Skoda Octavia

You can’t get away from class. We were a Wolseley family. The Vanden Plas Princess and the Armstrong Siddeley came later. We slipped downmarket with the Austin Sixteen in which I passed my driving test, but that was bought in 1948 or so, when cars were hard to come by. It was replaced by a Wolseley Six-Eighty. Not a notable success; its single ohc was unhappy with teenage over-revving but it looked classy with an upright radiator and wood facia. Wasn’t up to next-door’s Rover 14 maybe, but it was better than Austins, which were, by and large, bought by people who believed the Dependable slogan and were NQOC. Austins weren’t stylish but they were well made. Father was in steel and his metallurgist chums said Longbridge was fussy about the steel it was buying for gearboxes. He found that convincing.

Austin, Armstrong Siddeley, Vanden Plas and Wolseley; all, alas, gone. Yet class distinctions in cars remain. When I was road testing it helped make up your mind about cars once you had identified likely buyers - easy with BMWs. People who bought BMWs buyers got other BMW owners (like me) a bad name. Racy and aggressive they demanded cars that were fast and handled well. BMW buyers were fusspots so you set the road-holding bar higher for BMWs.

Ford buyers – difficult to avoid stereotyping. They were always cost-conscious high-mileage reps. Jaguar buyers went for style, refinement and prestige. They are no longer the same as the Jaguar buyers of our Wolseley years – Jaguars then were much too, well flashy really, like Uncle Bob, who had had Vauxhalls and then a black Jaguar with huge headlights and too much, so my mother thought, voluptuous curves and showy chrome.

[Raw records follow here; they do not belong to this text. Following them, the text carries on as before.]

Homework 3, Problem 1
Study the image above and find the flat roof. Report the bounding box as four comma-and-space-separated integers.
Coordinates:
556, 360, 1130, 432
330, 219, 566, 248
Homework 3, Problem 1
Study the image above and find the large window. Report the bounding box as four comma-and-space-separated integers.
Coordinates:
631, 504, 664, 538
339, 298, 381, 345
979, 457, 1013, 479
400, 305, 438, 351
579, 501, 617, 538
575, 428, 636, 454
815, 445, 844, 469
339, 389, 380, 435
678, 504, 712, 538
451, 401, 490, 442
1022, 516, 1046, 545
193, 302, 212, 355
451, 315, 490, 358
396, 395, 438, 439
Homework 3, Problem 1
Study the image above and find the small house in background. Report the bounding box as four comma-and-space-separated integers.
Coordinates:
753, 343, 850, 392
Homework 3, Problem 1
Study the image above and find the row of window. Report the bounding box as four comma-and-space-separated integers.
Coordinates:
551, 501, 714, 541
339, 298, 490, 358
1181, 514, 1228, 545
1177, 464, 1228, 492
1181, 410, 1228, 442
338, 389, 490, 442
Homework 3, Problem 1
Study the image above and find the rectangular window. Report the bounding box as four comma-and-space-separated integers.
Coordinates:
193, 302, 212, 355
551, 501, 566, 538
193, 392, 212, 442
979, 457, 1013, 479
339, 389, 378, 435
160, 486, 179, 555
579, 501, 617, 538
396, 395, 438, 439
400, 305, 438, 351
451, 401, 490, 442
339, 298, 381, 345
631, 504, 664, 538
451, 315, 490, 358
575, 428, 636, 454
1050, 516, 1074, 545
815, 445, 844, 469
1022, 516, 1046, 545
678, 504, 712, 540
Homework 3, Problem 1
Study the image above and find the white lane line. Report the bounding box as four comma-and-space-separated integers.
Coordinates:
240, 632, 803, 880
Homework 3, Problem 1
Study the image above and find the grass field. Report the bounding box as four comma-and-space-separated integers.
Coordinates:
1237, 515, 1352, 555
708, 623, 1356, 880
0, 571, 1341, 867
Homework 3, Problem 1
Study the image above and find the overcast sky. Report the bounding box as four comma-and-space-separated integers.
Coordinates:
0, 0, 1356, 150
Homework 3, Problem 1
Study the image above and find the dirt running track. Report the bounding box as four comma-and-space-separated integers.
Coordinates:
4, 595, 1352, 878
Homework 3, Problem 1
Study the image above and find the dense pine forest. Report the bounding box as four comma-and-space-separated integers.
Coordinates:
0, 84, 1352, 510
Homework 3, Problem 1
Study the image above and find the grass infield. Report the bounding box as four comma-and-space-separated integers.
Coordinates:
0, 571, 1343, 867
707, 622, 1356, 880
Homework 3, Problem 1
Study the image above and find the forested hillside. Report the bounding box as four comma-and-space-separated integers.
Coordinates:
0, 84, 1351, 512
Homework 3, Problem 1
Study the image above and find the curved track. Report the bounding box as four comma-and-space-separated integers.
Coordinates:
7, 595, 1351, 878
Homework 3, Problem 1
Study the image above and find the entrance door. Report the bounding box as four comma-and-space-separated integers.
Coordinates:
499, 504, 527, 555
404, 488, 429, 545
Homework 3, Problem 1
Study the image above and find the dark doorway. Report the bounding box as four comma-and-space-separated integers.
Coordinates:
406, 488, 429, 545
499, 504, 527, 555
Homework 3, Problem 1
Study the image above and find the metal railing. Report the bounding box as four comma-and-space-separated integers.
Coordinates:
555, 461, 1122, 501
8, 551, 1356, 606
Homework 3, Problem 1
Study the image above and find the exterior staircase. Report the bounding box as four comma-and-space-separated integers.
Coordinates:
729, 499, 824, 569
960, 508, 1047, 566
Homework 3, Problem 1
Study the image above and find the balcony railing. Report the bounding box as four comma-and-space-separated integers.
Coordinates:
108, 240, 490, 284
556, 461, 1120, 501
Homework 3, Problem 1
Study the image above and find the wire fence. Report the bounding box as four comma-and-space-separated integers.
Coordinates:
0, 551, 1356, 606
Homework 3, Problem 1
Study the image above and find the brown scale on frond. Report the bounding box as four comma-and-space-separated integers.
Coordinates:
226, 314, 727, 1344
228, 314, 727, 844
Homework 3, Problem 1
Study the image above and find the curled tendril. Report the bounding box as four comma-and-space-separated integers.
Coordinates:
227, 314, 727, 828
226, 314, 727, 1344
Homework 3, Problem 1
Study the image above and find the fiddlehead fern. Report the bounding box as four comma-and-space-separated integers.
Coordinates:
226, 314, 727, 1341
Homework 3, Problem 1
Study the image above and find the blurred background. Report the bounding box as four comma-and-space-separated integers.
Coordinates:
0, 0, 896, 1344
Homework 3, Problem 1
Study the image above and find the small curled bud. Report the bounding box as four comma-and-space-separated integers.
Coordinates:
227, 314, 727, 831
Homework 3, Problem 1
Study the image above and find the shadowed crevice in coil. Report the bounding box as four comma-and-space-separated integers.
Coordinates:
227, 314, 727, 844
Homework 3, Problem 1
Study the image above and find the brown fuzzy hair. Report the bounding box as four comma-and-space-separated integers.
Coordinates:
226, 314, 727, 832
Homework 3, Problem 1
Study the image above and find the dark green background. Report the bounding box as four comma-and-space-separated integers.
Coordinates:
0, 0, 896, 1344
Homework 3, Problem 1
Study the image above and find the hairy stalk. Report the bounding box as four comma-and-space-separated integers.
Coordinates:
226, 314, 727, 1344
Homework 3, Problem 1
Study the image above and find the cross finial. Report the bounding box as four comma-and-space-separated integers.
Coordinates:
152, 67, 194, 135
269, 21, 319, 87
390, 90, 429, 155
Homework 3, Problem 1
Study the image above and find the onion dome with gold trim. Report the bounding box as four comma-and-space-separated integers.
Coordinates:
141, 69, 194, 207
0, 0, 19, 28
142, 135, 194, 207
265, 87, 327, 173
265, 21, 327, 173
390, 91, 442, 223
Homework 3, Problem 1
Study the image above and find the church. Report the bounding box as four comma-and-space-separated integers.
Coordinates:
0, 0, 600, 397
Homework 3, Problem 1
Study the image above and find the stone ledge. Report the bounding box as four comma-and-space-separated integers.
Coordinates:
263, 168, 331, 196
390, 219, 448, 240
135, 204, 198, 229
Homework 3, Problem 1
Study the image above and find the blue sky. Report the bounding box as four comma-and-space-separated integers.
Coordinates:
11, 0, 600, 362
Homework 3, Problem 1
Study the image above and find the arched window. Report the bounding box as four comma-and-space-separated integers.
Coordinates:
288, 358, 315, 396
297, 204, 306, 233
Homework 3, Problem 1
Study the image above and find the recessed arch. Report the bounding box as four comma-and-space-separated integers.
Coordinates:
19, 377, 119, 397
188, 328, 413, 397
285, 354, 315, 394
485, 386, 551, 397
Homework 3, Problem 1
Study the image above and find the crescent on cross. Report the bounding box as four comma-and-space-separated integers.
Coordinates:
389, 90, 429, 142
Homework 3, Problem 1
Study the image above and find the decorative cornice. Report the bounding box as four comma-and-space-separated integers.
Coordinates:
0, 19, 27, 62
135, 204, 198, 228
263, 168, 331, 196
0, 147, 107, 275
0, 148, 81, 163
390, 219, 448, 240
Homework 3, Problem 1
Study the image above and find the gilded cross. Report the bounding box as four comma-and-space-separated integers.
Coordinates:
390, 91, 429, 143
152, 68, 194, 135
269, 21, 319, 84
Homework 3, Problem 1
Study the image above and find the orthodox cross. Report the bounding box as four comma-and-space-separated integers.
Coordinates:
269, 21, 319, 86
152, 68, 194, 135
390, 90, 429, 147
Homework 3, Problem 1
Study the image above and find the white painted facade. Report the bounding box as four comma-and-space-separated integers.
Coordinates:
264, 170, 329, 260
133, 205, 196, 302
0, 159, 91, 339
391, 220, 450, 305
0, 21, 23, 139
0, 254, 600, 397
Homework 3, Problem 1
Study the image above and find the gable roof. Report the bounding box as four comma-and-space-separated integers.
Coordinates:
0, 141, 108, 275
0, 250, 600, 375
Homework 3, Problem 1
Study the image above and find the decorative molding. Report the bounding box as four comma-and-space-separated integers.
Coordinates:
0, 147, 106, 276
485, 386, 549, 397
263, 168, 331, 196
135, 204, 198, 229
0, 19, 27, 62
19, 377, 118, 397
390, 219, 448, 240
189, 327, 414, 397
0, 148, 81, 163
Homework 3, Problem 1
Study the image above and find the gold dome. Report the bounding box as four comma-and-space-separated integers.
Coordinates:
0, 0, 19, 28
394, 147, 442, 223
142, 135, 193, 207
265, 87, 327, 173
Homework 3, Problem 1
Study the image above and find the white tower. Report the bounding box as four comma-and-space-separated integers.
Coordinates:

Hyundai and Kia buyers now are connoisseurs of the long-distance warranty and born-again Austin buyers, looking for good metallurgy and unpretentious quality, buy Skodas. Dependable, regular, no nonsense solid worth, Skoda’s styling is derivative but the customers want it like that. Nothing radical; good proportions are more important than pretendy avant garde.

Skodas look modest just like Austins looked modest. They were styled by the unlikely Dick Burzi. Born in Buenos Aires, Ricardo Burzi joined Lancia in the 1920s. “Styling” was only beginning and he augmented his income drawing cartoons for newspapers, only to get into trouble for drawing some of the emerging Duce, Benito Mussolini. You couldn’t do that in Italy and Burzi had to flee.

Fortunately Vincenzo Lancia chanced to meet Herbert Austin on a liner, recommended him, and so the Italian-Argentinian joined Longbridge in 1929. His reponse to challenges proved variable. He was partly responsible for the splendid 1940s Sheerline and Princess, based on chief executive Leonard Lord’s Bentley, but he made 1945 Austins look like 1930s Chevrolets. His big solo effort, under instructions from Lord, was the ill-starred Austin A90 Atlantic.

Skoda (Octavia press launch above - my BMW behind) has avoided such flights of fancy. It knows its place, unlike the flagship VW Passat, which has got longer and sleeker. The cards in the Skoda pack have been shuffled, taking the Octavia a bit up-market and making it bigger, to accommodate the Rapid in a lower slot. Octavia is on VW’s MQB platform along with the Audi A3, Seat León and Mark 7 Golf and is temptingly priced at around £20,000, unless you specify lots of bells and whistles. It rides, handles and drives well. It isn’t fast, 11.5sec to 60mph, it is quite economical at about 45mpg without being super-frugal and qualifies as thoroughly worthy. Not faint praise for those old solid sensible dependable Austin customers.